Wie kennismaakt met Lewsberg, live dan wel op plaat, zal misschien wat moeten wennen aan een gevoel van afstandelijkheid. De teksten van Van Vliet volgen nauwgezet de Rotterdamse literaire traditie zoals die in de jaren zestig, met vaandeldragers als Cornelis Vaandrager, Frans Vogel en Robert Loesberg, hoogtij vierde. Ze zijn vaker registrerend dan bezield – meer proza, minder poëzie. Het zijn observaties, geen persoonlijke sentimenten of ontboezemingen; veelal uitgesproken (en maar heel zelden gezongen) met een ambtelijke deadpan delivery. Alsof niemand anders het hoeft te horen.
Tweede album In This House is dan ook eigenlijk voor niemand anders dan de band zelf gemaakt. Toch?
Klein: “We maken deze muziek omdat we zelf deze muziek willen maken, omdat wij het zelf mooi vinden.”
Van Vliet: “Ja, dan maak je het voor jezelf, denk ik.”
Klein: “Maar we kiezen er wel voor om ermee naar buiten te treden.”
Van Vliet: “Maken we het dan ook nog voor iemand anders? Maken we het dan nog steeds voor onszelf, maar laten we andere mensen er ook naar luisteren? Ik weet het niet.”
Klein: “Ik denk dat ik het voor mensen maak die er écht in geïnteresseerd zijn. Ik hoef mensen niet te overtuigen.”
Helder. En dus is er in de wereld van Lewsberg voor compromissen geen noodzaak. Dat geldt ook voor de liveshows, waar Van Vliet veelal kaarsrecht en bewegingsloos overeind staat. Toelichting tussendoor is vaak zakelijk van toon, al ware het een huishoudelijke mededeling. Klein: “We gaan niet met onze gitaren zwiepen. We proberen mensen niet te overtuigen. Dat ervaren mensen dan vaak als afstandelijk, maar ik denk niet dat dat per se zo is. We willen het niet meer opblazen dan wat het is. Het is wat het is, en zo brengen we het.”

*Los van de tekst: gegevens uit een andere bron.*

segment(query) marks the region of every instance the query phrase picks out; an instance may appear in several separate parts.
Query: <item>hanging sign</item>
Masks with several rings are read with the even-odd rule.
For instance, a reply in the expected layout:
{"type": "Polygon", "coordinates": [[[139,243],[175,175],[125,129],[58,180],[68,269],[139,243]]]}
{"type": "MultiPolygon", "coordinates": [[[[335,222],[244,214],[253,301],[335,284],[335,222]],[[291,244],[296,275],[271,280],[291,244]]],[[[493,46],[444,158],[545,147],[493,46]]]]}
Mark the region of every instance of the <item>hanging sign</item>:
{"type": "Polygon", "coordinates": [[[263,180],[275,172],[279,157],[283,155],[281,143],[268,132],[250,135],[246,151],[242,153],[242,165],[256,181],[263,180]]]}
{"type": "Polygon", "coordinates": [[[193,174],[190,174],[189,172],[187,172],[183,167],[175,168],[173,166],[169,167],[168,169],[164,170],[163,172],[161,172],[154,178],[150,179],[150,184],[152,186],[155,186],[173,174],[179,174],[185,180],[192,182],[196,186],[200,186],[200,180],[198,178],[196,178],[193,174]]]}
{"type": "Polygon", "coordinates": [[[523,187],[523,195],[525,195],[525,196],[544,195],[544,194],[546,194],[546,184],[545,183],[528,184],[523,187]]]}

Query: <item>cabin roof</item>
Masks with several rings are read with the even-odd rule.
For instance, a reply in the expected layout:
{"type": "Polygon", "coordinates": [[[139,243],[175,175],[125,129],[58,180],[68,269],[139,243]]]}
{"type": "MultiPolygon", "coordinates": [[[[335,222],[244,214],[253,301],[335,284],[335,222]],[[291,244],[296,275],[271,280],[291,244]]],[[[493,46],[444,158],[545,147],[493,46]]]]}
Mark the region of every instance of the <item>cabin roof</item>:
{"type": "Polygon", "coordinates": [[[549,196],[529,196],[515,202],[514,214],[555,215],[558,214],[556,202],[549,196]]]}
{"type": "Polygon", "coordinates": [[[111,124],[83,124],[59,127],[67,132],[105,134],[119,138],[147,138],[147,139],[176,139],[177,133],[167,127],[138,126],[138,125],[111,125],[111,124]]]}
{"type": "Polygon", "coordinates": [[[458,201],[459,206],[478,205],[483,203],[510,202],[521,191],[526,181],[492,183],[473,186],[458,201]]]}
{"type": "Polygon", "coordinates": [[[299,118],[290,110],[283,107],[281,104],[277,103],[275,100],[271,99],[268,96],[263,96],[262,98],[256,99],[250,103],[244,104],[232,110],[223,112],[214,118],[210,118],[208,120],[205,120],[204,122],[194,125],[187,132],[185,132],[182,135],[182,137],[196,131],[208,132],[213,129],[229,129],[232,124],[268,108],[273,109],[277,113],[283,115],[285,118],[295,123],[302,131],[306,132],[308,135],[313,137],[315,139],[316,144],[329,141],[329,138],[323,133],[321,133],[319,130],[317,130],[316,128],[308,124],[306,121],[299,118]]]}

Aan opsmuk is geen behoefte. De hoes van In This House – zwart vlak, witte rand, de titel in de linkerbovenhoek – spreekt boekdelen. “Dingen kunnen ook bedekt blijven,” aldus Van Vliet. “Je kunt proberen om met minimale dingen zoveel mogelijk te zeggen.” Klein vult aan: “Hoeveel kun je weghalen en wat blijft er dan over? En in hoeverre kun je daarmee nog iets neerzetten dat tot de verbeelding spreekt en wat ons betreft zelfs méér tot de verbeelding spreekt dan wanneer je alles gaat uitspreken of uittekenen?”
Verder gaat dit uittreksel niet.